Curators and artists, Amy Malbeuf and Jessie Ray Short talk with Qanita Lilla about the many joys of collaborating. Their expansive practice embraces new visions of Métis identity and looks to broaden our view of reality to the outer limits of the known universe. Which unseen forces led them to art and to each other? What keeps them connected?
We wanted to both create and make. [Lii Zoot Tayr] is the third in a series of exhibitions we have created together, and the first two were curators only. And I think, as creatives and as makers, we really felt compelled to contribute to this conversation visually through making and not just curating.

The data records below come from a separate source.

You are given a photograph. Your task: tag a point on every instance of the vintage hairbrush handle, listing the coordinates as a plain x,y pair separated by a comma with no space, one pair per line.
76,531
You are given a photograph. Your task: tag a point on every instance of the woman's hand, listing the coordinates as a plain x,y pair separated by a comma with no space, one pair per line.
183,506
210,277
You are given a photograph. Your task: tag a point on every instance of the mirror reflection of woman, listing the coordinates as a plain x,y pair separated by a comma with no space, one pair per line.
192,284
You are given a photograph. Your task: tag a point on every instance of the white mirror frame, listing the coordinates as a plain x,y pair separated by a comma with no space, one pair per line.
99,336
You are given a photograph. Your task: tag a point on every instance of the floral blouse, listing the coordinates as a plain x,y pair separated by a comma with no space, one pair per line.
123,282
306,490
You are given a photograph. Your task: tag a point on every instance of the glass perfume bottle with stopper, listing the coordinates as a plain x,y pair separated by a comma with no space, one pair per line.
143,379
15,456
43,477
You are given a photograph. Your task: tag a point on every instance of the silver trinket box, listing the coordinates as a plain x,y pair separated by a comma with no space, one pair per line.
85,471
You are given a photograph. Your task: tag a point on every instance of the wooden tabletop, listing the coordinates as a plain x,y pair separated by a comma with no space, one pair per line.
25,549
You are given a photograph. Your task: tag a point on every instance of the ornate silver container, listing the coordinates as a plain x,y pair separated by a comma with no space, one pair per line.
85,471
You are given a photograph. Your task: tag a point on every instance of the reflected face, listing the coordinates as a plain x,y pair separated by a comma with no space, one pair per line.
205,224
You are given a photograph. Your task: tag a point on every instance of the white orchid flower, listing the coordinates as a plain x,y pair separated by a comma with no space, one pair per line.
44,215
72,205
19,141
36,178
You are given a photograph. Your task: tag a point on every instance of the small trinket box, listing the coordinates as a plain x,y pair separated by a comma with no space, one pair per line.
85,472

Amy Malbeuf is a Métis visual artist from Rich Lake, Alberta, Treaty 6 territory currently living on unceded Mi’kmaq territory in Terence Bay, Nova Scotia. Through mediums such as animal hair tufting, beadwork, installation, performance, and tattooing Malbeuf explores notions of identity, place, language, and ecology. She has exhibited her work nationally and internationally in over forty shows at such venues as Art Mûr, Montréal, Winnipeg Art Gallery; Museum of Contemporary Native Arts, Santa Fe; and Pataka Art + Museum, Porirua, New Zealand. Malbeuf holds a Native Cultural Arts Instructor Certificate from Portage College and an MFA in Visual Art from the University of British Columbia Okanagan.
Jessie Ray Short is an artist, filmmaker and independent curator of Métis, Ukrainian and German descent. Jessie Ray’s practice involves uncovering connections between a myriad of topics that interest her, including, but not limited to, space and time, Indigenous and settler histories, Métis visual culture, personal narratives, spiritual and scientific belief systems, parallel universes, electricity, aliens and non-human being(s). Jessie Ray explores these topics using mediums such as film and video, performance art, finger weaving, sewing, writing and curating. She has been invited to show her work nationally and internationally, including at the Agnes Etherington Art Centre in Kingston, at La Chambre Blanche in Québec City, Art Mûr Berlin (a satellite exhibition of the Contemporary Native Art Biennial/BACA) in Germany, and at the Wairoa Maori Film Festival in New Zealand. Jessie Ray is deeply grateful to be based in oskana kâ-asastêki or Pile of Bones (also known as Regina) in Treaty 4 territory.